Fox and Geese Logo
2023-04-11 NOTICE: The following policy or plan is currently under internal review and may not be up-to-date or fully aligned with our organization's current practices or procedures. Please check back shortly, or contact us for more information.

Disaster Recovery Policy and Plan

Last updated: 2023-03-30

The Fox and Geese Disaster Recovery Plan establishes procedures to recover Fox and Geese services following a disruption caused by a disaster. This Disaster Recovery Policy and Plan is maintained by the Fox and Geese DevOps Team.

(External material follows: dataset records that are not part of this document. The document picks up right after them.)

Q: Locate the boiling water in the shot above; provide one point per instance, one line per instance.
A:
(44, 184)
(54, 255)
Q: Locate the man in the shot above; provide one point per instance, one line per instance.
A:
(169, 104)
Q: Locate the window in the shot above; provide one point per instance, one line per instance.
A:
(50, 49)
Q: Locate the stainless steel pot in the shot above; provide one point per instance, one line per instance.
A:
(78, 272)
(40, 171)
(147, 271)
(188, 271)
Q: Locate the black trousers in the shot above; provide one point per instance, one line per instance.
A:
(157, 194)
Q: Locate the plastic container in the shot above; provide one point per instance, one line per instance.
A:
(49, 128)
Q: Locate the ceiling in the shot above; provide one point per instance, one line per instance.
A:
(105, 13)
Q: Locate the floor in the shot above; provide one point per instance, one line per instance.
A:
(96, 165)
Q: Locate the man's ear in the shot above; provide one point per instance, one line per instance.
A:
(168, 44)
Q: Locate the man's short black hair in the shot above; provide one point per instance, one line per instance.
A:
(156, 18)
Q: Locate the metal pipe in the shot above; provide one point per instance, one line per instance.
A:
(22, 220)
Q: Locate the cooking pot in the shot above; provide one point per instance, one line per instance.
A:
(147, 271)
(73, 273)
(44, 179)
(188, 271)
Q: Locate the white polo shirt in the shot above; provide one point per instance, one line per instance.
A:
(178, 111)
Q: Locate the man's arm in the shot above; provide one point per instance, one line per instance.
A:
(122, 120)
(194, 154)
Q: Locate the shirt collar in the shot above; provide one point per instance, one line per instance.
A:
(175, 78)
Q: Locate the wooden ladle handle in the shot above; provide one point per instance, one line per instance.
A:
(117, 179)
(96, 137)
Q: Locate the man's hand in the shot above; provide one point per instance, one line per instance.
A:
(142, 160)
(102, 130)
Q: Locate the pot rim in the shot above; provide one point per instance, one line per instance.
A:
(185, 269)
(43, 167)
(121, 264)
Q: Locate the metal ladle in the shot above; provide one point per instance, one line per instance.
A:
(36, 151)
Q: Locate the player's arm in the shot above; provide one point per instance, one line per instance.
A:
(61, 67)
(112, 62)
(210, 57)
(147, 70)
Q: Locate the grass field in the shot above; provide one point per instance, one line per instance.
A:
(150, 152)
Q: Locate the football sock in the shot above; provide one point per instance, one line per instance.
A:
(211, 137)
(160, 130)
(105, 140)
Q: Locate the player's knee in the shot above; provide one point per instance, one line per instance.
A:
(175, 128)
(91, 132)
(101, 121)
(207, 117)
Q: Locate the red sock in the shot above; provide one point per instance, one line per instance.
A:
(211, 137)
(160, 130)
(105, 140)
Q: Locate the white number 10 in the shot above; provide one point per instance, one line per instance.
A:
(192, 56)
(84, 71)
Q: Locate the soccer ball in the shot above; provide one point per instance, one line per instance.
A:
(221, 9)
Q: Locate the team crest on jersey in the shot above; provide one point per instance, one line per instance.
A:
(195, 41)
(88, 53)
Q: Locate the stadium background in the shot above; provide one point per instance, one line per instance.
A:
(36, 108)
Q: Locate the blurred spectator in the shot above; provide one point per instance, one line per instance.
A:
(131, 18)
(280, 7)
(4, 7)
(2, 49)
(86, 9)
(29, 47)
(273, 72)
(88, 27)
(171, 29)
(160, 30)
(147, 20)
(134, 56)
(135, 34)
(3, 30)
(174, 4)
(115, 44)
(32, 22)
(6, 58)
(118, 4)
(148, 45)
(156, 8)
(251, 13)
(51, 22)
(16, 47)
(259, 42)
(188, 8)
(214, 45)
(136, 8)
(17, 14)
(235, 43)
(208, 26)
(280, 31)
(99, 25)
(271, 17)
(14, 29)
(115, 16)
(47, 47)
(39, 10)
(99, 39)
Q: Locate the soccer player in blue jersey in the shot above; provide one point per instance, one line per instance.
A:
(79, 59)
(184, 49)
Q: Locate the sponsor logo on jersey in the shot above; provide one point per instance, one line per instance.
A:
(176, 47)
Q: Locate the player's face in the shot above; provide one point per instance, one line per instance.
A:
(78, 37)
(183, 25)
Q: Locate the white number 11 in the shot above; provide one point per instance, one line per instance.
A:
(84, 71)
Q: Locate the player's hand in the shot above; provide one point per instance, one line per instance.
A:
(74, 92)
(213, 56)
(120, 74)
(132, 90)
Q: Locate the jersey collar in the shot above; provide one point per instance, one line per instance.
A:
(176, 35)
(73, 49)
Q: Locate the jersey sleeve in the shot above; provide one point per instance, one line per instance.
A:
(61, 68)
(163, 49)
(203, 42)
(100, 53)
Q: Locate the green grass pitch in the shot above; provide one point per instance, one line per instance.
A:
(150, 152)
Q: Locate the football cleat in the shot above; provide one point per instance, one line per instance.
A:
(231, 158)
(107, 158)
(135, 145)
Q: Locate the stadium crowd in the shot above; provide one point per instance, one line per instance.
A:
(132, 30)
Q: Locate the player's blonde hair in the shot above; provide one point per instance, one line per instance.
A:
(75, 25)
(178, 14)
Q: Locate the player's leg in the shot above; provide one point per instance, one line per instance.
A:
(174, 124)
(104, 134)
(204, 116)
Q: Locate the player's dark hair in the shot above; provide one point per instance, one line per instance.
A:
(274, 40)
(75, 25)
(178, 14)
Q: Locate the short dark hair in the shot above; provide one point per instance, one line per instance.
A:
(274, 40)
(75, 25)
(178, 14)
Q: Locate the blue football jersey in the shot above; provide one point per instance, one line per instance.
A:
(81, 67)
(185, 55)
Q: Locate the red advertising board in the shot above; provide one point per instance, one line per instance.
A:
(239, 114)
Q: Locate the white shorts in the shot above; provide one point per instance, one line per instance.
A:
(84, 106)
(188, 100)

The following objectives have been established for this plan:

  1. Maximize the effectiveness of contingency operations through an established plan that consists of the following phases:
    • Notification/Activation phase to detect and assess damage and to activate the plan;
    • Recovery phase to restore temporary IT operations and recover damage done to the original system;
    • Reconstitution phase to restore IT system processing capabilities to normal operations.
  2. Identify the activities, resources, and procedures needed to carry out Fox and Geese processing requirements during prolonged interruptions to normal operations.
  3. Identify and define the impact of interruptions to Fox and Geese systems.
  4. Assign responsibilities to designated personnel and provide guidance for recovering Fox and Geese systems during prolonged periods of interruption to normal operations.
  5. Ensure coordination with other Fox and Geese staff who will participate in the contingency planning strategies.
  6. Ensure coordination with external points of contact and vendors who will participate in the contingency planning strategies.
  7. Establish a clear communication plan to keep employees, partners, customers, and stakeholders informed during a disaster.
  8. Define Recovery Time Objectives (RTO) and Recovery Point Objectives (RPO) for each critical system.
  9. Prioritize systems and applications to ensure the most important systems are restored first.
  10. Implement a training and awareness program for employees on disaster recovery procedures and their roles during a disaster.
  11. Consider alternate communication methods in case of widespread infrastructure disruptions.
  12. Establish a process for documenting lessons learned after tests or actual disaster recovery events.
  13. Ensure compliance with regulatory and legal requirements during a disaster.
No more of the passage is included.